Graves said Marcotte, 28, was released under the supervision of Arkansas Community Correction and would complete her sentence July 6, 2026. Graves said he would not be able to get further details Friday, when many state and local offices were closed for the Thanksgiving holidays.

Marcotte's release was two days shy of the second anniversary of Malik's slaying -- Nov. 20, 2014. That was the day, police said, Marcotte's boyfriend and Malik's father, Jeffery Clifton, 44, beat the toddler to death because the boy drank another child's drink.

[MALIK DRUMMOND: Timeline of the 2-year-old boy's disappearance]

Marcotte and Clifton had conspired to conceal Malik's death for three days. At that point, Clifton disposed of the body in a vacant lot in another town, and the couple then told police the child walked away from home.

Hundreds searched the Searcy area for the missing toddler. It was a year before Marcotte changed her story and implicated Clifton in the murder, in the body's disposal and in previous beatings of Malik and his twin sister.

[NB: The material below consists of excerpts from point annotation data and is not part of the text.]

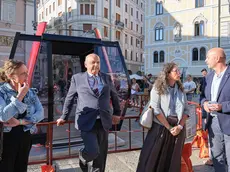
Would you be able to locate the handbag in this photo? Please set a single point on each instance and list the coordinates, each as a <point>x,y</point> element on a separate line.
<point>1,140</point>
<point>146,119</point>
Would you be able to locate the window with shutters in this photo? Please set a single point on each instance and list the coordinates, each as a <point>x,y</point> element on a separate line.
<point>92,9</point>
<point>69,12</point>
<point>105,31</point>
<point>126,22</point>
<point>86,9</point>
<point>118,3</point>
<point>9,9</point>
<point>59,2</point>
<point>118,17</point>
<point>118,35</point>
<point>105,12</point>
<point>126,54</point>
<point>87,27</point>
<point>70,30</point>
<point>81,9</point>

Clifton was sentenced in May to 40 years in prison after he pleaded no contest to second-degree murder and abuse of a corpse.

Malik lived with his mother, Tanya Drummond, but was spending some time at his father's home in Searcy when the killing took place.

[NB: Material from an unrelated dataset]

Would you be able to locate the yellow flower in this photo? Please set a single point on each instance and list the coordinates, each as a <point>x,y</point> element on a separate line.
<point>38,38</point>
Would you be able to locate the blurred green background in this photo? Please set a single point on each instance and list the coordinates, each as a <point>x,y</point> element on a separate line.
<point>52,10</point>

Drummond was never implicated in the killing even though Marcotte told police that Clifton at one point tried to come up with a way to implicate the boy's mother in his disappearance.

Drummond has since had her own legal troubles and pleaded guilty in late September to second-degree terroristic threatening, a misdemeanor, for threatening a child-welfare worker. An online court information site indicated Drummond was fined $250, which also included court costs. It wasn't clear whether Drummond was sentenced to any jail time. She was jailed for a while after her arrest in April.

Recently, though, she has made Facebook posts, including a link Friday to an article in The Daily Citizen of Searcy about Marcotte's release.

Neither Prosecuting Attorney Rebecca Reed McCoy nor Drummond could be reached for comment by phone Friday. Drummond did not immediately reply to a Facebook message, and a residential phone listing for McCoy was unavailable.

The Correction Department's "military style boot camp" in Jefferson County is "for first-time, non-violent inmates and work release for female inmates," the agency's website says.

Community Correction's website indicates it provides "basic supervision" for former inmates on parole or probation. Marcotte was living in Springdale before she went to prison. No information on her current home was available Friday.

"Parole and probation community-based supervision provides the opportunity for offenders to live and work in the community while completing the remainder of their sentence," the website says. "Random drug screening is generally required and offenders are required to pay a supervision fee."

Vinelink.com, which helps victims or their relatives keep track of criminal offenders, shows that Marcotte is "out of custody" but says the reason is "unknown." The site has a provision where victims can ask to be notified if the offender's status changes. But Marcotte's listing says, "Registration for notification is not currently available for this offender."

Marcotte's release was especially surprising because her sentence was an upward departure from sentencing guidelines, according to her sentencing order.

An aggravating factor cited in that order was the "extreme nature of cover-up." She also "attempted to cover offense by intimidation of witnesses, tampering of evidence, or misleading authorities," the order said, and she committed the offense "to avoid arrest or effect escape," according to the order.